Two coders independently coded the text responses to the three statements. While coding, the coders were blind to the respondents’ ratings. We classified each response as emphasizing NHST (e.g., mentions of significance, a p value, or a null hypothesis), or CIs (e.g., mentions of intervals, interval extent, or overlap), or showing neither emphasis. We refer to responses emphasizing NHST or CIs as NHST or CI responses, respectively. The coders agreed in 128/145 (88.3%) cases, Cohen’s κ = 0.79, then resolved disagreements by discussion. For the S1 and S3 items, 26/96 (27.1%) had NHST text responses, 61/96 (63.5%) had CI text responses, and 9/96 (9.4%) showed neither emphasis. Figure 8 shows the frequency histograms of ratings, for the S1 and – after reversal – S3 items. Of NHST responses, only 2/26 (7.7%) were ratings of 5, 6, or 7, indicating the two results in the vignette were judged similar. Of CI responses 48/61 (78.7%) were ratings of 5, 6, or 7. The difference between the two percentages was 71.0 [50.7, 81.1].

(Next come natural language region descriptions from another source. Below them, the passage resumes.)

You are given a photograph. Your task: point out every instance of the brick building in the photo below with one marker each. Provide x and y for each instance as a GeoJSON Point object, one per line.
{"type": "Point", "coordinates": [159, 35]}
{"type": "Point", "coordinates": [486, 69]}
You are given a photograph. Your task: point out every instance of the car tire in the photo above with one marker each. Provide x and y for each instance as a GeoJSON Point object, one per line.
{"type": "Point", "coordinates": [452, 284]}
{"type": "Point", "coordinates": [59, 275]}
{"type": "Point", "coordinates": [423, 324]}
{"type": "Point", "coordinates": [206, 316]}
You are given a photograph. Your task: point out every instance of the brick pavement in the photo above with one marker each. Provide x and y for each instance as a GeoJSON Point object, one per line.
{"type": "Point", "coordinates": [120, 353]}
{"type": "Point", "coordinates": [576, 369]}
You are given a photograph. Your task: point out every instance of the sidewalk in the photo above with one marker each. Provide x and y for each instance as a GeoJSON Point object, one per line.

Figure 8. Frequency histograms of rating responses in Experiment 2 to the “broadly consistent” and – after reversal – “there is conflicting evidence” statements (that together yield the Consistent score), separately for text responses classified as showing an NHST emphasis, or a CI emphasis. Responses indicate strength of agreement the two studies described in Figure 1 are consistent and do not conflict.
The disjunction shown in Figure 8 is consistent with, and even more marked than that in Figure 7 . If a respondent interpreted the CI figure mainly with reference to NHST, they were very likely (88%) to interpret the two results as inconsistent or conflicting, but if they mainly referred to interval information they were likely (79%) to interpret the two results as similar. The relation pictured in Figures 7 and 8 is correlational: An NHST interpretation of CIs is associated with difference. It seems more plausible to attribute causality to the NHST interpretation, rather than the judgment of difference, but experimental investigation would be valuable.
Discussion and Conclusions
Our conclusions must be qualified by the low response rates, although respondents possibly tended to be more statistically confident and knowledgeable than non-respondents. If so, our results may underestimate the extent of misconception.
Four Initial Findings
Our first main finding is that respondents interpreted the vignette in a great variety of ways. The wide histograms of Figures 4 and 6 and the great diversity of text comments indicate that respondents not only reached diverse conclusions, but also thought about the results in numerous different ways. Some ratings and comments were fully consistent with dichotomous thinking, whereas others were consistent with meta-analytic thinking. A researcher who reports even the simple and common pattern of results we presented should be aware that readers may interpret such a presentation in any of a wide range of ways.
Second, most researchers interpreted the vignette poorly. Respondents should have interpreted the two results as consistent and as, together, giving quite strong evidence of effectiveness. Figure 2 illustrates both those correct inferences. Mean ratings should have been around 6 or 7, but Figures 3 and 5 show they were around 3–4.5, near the middle of the scale. Only a small proportion of respondents gave both high Consistent scores and high Effective scores, as the most justifiable interpretation of the results – and meta-analytic thinking – would elicit. Few respondents seemed to think meta-analytically and thus see the two results as consistent, and together giving quite strong evidence of an effect.
Third, the four presentation formats made only small differences. We expected the CI formats, especially CI figure, would prompt better interpretation and less influence of dichotomous thinking, but there was only a small difference of 0.44 for the Consistent score in Experiment 1 in favor of CI over NHST formats. Interpretation by many researchers of CIs in terms of NHST is a likely contributor to the smallness of this difference. Moreover, a sizeable minority of respondents who saw NHST formats gave a Consistent score of 5 or more, indicating some level of agreement the two results were similar. Further study of their thinking may suggest how NHST can be interpreted well.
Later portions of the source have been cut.